The best position to take in order to observe the light changes especially in an urban setting is near the beach. The view of the horizon means the rising sun would be in clear view. Prior to the advent of dawn, and under the moonlight, the rod photoreceptors are at work and looking around the citys night lights does not yield much of a change whereas turning back to the skyline puts the black skyline into perspective. There is an obvious lack of perceptive colors, except for the grey of the clouds and the black of the sky, a feature dealt with by the cone receptors. As dawn begins to emerge, the movement of the clouds becomes more prominent. Light starts seeping through the horizon lighting up the sky in a distinct but slow fashion. Observing the intensity of light gain momentum this gradually makes the world transform right in front of your eyes. At this point it is hard simply to concentrate on the changes to the environment as it is a thought provoking setup, causing the mind to wander.

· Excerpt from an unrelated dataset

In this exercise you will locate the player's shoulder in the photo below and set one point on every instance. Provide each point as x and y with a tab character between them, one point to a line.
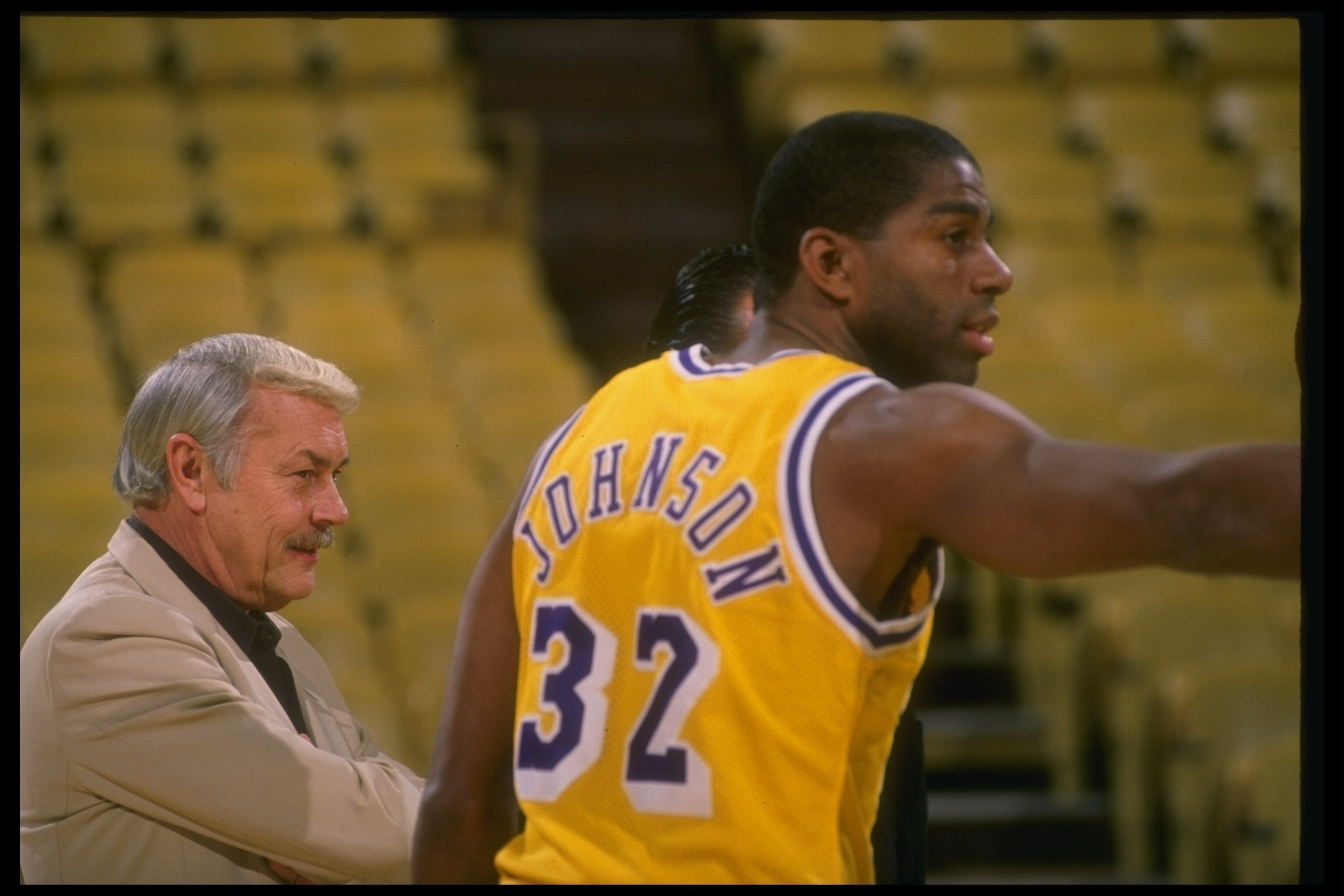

As dawn transitions into sunrise and light engulfs the sky, right before the tip of the sun is visible the world delves into rich perceptive colors that are easily distinguishable from the light orange of the dawn. As the sun rises, its initial brilliant shades of orange and yellow immediately strike the eye, transforming the world into a brighter place. The sun, previously bearable, now starts to gain intensity as it rises, filling up the horizon with startling shades of yellow until its visible fully, but quickly becoming hard to bear. Once the sun gains full intensity, the world becomes detailed, with smaller distant objects becoming part of the picture. Color variations are more prominent now throughout.

Reflection
The transition from rod-only vision to cone only vision was of particular interest during the transitory phase. In the beginning, as dawn starts to loom, the rod-only light-sensitive mosaic tends to retain whatever light its receiving from the moonlit beachfront, making way for the cone receptors to take over as dawn is in full swing. From this point on, the response to colors and the light changes are much sharper and faster, suggestive of the characteristics of cones. The vivid display of colors throughout the sky as the sun rears its head from the horizon also indicates that the cones are actively receiving long, medium and small wavelengths with the rising intensity of light. By the time the sun reaches its full glory, the eye lids shut themselves half way, indicative of the fact that although we are in cone-only mode, there is still light seeping in than the human retina can bear.